J'ai regardé... How to Save a Dead Friend (2022)
Alors le voilà, mon chapitre sur How to Save a Dead Friend, bien que personne n'ait répondu à mon message haha. J'espère que ça intéressa tout de même quelques curieux qui n'ont pas tout à fait quitté le navire.
How to Save a Dead Friend. Une sorte de documentaire autobiographique, une fille qui a filmé toute sa vie pendant plus de dix ans en pensant initialement filmer ce qui serait sa dernière année avant son suicide. Je l'ai trouvé par pur hasard, par pure sérendipité, alors que je regardais ce que proposait le site d'Arte parce que j'avais envie de regarder un truc, n'importe quoi, pour me changer les idées.
Marusya a seize ans quand elle rencontre Kimi, un garçon qui a un an de plus qu'elle et est en licence d'histoire. Entre deux bières, sa figure blonde se détachant de ses posters de Joy Division et de Kurt Cobain (dont il a sûrement copié la coupe), dans cette petite cuisine de Boutovo-Nord, dans la banlieue de Moscou, la « succursale de l'Enfer » comme l'appelle Kimi sans en cacher une certaine fierté dans la voix, alors qu'il raconte à quel point Alexandre le Grand est un mec génial car il n'avait posé aucune limite à sa liberté, la réalisatrice tombe amoureuse.
Et c'est alors que s'empilent comme des bobines de vieux films, les souvenirs avec Kimi. Ces journées passées dans ces terrains vagues et cet HLM de Boutovo, à jouer de la guitare, à philosopher, les chats qu'ils adoptent ensemble, les fêtes, le défilé dans les rues, vodka à la main, pour la coupe du monde de football parce que la Russie est en quart de final. Mais aussi les émeutes, dans cette Russie dans laquelle Poutine vient d'arriver au pouvoir, les vœux de bonne année sur fond de feu d'artifices, alors que sa milice tabasse les jeunes avides de liberté. Si Marusya reprend goût à la vie grâce à sa caméra, Kimi, son fidèle ami (j'ai presque envie de dire son tout, mais absolument pas dans le sens de l'amour-passion, loin de là ; c'est un meilleur ami, une épaule, un fiancé, un reflet ; un tout. Par ailleurs, j'adore l'euphémisme évasif du « friend » dans le titre) Kimi, lui, trouve son échappatoire dans des drogues de plus en dures.
Il y a une vraie vibe Christiane F. dans ce documentaire (que j'ai absolument adoré).

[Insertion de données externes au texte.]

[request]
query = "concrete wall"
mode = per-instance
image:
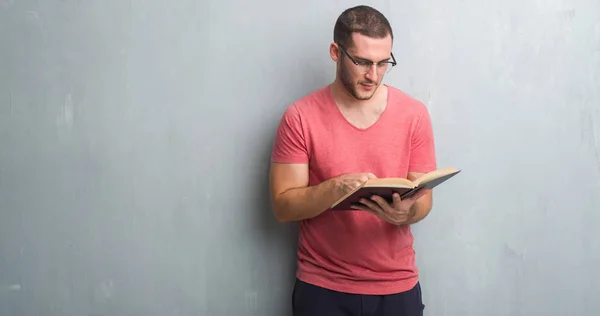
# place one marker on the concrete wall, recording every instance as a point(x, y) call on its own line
point(135, 139)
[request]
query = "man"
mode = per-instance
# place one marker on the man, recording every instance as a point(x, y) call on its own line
point(355, 262)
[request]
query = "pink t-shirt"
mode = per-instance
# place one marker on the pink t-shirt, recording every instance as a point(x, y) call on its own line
point(354, 251)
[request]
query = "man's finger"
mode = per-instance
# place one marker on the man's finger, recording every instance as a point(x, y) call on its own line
point(418, 194)
point(396, 198)
point(380, 201)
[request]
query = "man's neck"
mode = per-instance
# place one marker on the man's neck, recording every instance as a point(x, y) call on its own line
point(347, 101)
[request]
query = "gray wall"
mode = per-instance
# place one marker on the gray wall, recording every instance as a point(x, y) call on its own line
point(135, 139)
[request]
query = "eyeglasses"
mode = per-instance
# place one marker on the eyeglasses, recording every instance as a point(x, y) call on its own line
point(364, 66)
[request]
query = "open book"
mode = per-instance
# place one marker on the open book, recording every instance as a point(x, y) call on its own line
point(385, 187)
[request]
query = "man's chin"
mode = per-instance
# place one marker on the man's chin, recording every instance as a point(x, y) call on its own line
point(365, 93)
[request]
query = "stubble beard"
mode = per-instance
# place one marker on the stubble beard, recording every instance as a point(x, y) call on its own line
point(352, 87)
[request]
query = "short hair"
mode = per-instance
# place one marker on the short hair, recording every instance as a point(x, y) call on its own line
point(361, 19)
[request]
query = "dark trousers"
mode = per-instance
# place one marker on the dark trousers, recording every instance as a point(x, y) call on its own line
point(311, 300)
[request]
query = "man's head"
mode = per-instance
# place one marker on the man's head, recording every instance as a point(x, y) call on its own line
point(362, 48)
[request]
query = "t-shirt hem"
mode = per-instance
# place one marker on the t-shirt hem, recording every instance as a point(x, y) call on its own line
point(288, 159)
point(360, 287)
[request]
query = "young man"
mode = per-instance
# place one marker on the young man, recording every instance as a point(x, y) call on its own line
point(362, 261)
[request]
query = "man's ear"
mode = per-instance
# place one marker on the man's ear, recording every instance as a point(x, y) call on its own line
point(334, 52)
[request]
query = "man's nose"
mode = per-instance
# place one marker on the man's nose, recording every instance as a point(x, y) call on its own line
point(372, 73)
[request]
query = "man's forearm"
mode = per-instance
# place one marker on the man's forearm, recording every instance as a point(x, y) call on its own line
point(302, 203)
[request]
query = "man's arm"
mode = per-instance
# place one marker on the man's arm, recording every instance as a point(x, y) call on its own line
point(422, 206)
point(292, 198)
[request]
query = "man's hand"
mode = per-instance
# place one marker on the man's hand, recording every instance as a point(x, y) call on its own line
point(400, 212)
point(348, 182)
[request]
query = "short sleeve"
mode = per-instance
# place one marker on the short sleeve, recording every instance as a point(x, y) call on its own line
point(422, 155)
point(290, 145)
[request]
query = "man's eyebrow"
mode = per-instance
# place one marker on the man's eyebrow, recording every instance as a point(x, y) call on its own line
point(366, 59)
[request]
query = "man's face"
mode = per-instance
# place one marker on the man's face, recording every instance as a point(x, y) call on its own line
point(364, 49)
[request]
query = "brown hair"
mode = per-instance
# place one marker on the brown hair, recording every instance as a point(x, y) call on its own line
point(361, 19)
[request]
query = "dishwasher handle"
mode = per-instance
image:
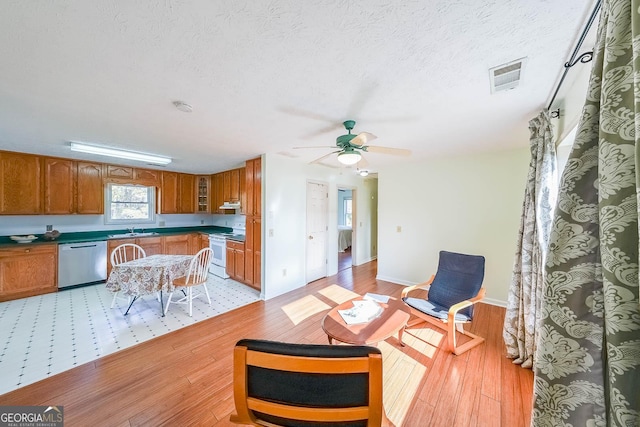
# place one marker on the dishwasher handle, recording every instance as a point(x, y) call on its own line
point(69, 247)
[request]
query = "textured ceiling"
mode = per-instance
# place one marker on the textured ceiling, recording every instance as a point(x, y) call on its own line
point(266, 76)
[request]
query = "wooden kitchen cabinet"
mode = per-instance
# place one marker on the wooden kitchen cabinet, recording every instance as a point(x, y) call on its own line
point(253, 183)
point(234, 185)
point(177, 193)
point(89, 188)
point(169, 192)
point(187, 194)
point(21, 184)
point(235, 260)
point(131, 175)
point(27, 270)
point(59, 186)
point(147, 177)
point(72, 187)
point(253, 243)
point(217, 194)
point(203, 194)
point(115, 172)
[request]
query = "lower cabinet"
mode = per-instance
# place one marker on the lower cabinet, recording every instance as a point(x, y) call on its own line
point(235, 260)
point(28, 270)
point(203, 241)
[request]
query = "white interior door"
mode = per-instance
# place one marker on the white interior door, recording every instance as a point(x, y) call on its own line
point(317, 229)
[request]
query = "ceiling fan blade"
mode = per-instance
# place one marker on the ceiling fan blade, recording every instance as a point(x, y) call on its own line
point(320, 159)
point(315, 146)
point(307, 114)
point(362, 138)
point(322, 131)
point(388, 150)
point(362, 163)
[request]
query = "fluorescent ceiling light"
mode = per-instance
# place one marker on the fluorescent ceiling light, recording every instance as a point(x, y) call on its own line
point(122, 154)
point(349, 157)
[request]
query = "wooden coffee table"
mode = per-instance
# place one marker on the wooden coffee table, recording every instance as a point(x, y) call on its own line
point(394, 317)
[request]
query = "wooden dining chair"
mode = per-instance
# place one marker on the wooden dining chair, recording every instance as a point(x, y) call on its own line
point(196, 276)
point(123, 253)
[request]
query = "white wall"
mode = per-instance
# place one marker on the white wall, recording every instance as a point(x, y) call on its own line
point(284, 215)
point(469, 204)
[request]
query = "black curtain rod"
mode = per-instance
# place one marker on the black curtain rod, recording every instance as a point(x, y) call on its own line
point(584, 58)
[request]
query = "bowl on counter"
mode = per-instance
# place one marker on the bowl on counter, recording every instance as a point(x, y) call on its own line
point(23, 239)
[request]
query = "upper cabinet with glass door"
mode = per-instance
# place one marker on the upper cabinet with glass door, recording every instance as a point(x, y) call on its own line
point(203, 196)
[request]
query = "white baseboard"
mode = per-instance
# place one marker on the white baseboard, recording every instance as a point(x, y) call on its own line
point(367, 260)
point(494, 301)
point(395, 280)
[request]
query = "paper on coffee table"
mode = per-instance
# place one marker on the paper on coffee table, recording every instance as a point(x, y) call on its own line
point(362, 312)
point(376, 297)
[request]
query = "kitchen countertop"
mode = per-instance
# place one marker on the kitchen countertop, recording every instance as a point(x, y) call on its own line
point(92, 236)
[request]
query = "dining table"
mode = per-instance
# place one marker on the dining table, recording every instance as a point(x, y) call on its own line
point(147, 276)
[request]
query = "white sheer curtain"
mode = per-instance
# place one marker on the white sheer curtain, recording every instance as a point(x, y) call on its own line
point(523, 305)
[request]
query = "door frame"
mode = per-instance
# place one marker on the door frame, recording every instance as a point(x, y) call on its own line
point(354, 220)
point(326, 223)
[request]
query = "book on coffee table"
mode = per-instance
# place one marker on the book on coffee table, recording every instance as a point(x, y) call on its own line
point(363, 311)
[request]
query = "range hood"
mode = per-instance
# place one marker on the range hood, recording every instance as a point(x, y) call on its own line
point(230, 205)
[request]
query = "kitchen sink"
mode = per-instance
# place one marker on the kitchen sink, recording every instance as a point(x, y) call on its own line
point(125, 235)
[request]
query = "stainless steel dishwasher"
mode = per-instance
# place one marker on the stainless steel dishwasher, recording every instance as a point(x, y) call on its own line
point(82, 263)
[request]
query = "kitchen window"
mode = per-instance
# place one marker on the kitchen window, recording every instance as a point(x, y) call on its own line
point(129, 204)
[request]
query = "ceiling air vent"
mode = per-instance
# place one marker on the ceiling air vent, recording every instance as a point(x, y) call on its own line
point(506, 76)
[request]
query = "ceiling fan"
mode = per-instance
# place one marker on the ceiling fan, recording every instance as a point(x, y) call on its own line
point(350, 147)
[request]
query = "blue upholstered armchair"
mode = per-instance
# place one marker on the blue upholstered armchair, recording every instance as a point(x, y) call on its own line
point(451, 294)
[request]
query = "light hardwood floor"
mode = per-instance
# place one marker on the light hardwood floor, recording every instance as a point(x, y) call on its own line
point(184, 378)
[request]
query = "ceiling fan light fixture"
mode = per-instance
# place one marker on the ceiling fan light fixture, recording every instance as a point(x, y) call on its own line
point(183, 106)
point(349, 157)
point(119, 153)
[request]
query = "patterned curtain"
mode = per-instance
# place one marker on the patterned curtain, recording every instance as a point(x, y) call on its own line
point(587, 366)
point(523, 305)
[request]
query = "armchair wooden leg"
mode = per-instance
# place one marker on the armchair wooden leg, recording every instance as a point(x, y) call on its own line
point(451, 340)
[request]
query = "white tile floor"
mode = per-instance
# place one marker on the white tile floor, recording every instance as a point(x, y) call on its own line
point(45, 335)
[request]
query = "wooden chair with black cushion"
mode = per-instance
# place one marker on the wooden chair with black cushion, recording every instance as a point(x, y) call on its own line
point(196, 276)
point(284, 384)
point(451, 294)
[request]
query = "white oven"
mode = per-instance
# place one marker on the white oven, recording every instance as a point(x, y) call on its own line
point(218, 245)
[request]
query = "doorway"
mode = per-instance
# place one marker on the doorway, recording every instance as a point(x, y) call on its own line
point(317, 230)
point(346, 220)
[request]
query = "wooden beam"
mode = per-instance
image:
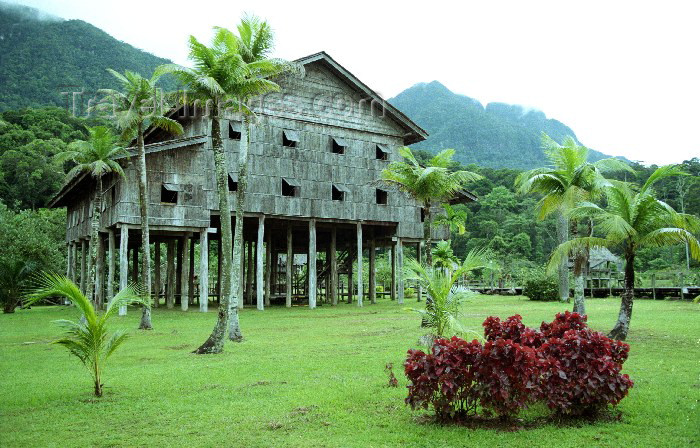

Je ne sais pas si c'est du fétichisme, je sais que plus d'un pourrait me reprocher de romantiser la chose, mais je vous jure que cette atmosphère me parle, et me plaît. En fait, c'est drôle parce que pour beaucoup (du moins aujourd'hui, à l'École du Louvre - ce n'est peut-être pas le cas pour les gens qui me suivent ici depuis longtemps) je suis la fille avec l'aesthetic bien châteaux, peinture française, art rocaille, préciosité, petits fours autour d'un thé, etc. Et ce n'est pas faux. Mais au fond de moi, je suis aussi et surtout une putain de grunge qui a écrit des trucs bien noirs dans son adolescence et qui rêvasse au sujet des autoroutes et des HLM. (J'ai relu Doll au passage)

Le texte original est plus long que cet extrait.